(ats) Les brevets suisses doivent être renforcés par rapport aux exigences internationales. Le National s'est rallié mercredi à toutes les propositions du Conseil des Etats concernant les recours, excepté l'effet suspensif.

Actuellement, la validité d'un brevet suisse demeure incertaine. Contrairement aux offices des brevets de nombreux autres Etats, l'Institut Fédéral de la Propriété Intellectuelle (IPI) n'examine pas la nouveauté et l'activité inventive lorsqu'il délivre un brevet. Obtenir un brevet européen coûte plus cher, ce qui conduit certains à renoncer.

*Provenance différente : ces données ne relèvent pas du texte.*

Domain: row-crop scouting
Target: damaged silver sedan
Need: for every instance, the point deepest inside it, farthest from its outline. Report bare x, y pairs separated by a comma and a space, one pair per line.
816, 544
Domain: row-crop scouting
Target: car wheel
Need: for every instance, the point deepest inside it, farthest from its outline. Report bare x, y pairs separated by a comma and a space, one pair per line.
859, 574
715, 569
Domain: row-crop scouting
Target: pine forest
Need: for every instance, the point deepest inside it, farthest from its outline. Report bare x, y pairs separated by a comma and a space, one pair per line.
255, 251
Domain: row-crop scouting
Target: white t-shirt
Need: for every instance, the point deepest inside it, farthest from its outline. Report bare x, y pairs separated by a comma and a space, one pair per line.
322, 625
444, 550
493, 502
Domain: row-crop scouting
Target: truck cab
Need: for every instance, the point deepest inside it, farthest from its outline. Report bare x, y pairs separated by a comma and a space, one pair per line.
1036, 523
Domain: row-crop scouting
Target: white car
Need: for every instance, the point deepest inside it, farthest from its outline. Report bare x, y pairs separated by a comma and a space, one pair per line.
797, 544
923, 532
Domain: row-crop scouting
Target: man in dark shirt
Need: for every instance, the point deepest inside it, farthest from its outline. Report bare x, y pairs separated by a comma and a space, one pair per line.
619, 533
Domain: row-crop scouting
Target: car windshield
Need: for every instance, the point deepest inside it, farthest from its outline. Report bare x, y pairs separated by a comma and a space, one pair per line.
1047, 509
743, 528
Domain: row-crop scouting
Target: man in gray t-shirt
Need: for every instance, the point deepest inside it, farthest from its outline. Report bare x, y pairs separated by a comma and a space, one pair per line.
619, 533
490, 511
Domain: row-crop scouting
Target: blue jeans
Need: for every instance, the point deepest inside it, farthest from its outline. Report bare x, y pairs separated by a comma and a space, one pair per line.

Selon le projet de révision, qui répond à une demande du Parlement, l'IPI devra réaliser une recherche sur l'état de la technique pour chaque demande. Pour les PME et les inventeurs individuels en particulier, le brevet soumis à un examen complet constituera une alternative pratique et avantageuse, équivalente au brevet européen.

Recours

Les débats ont particulièrement porté sur le droit de recours. Le National a finalement suivi le Conseil des Etats et rejeté le droit de recours associatif tel qu’il est prévu dans le projet de révision.

Les tiers pourront faire valoir, au moyen d'un recours, les motifs d’exclusion prévus. En principe, un tel recours n’a pas d'effet suspensif, mais l'instance de recours peut l'accorder à titre exceptionnel. Le National a tenu à maintenir le terme "exceptionnel" dans le texte.

Le dossier retourne au Conseil des Etats.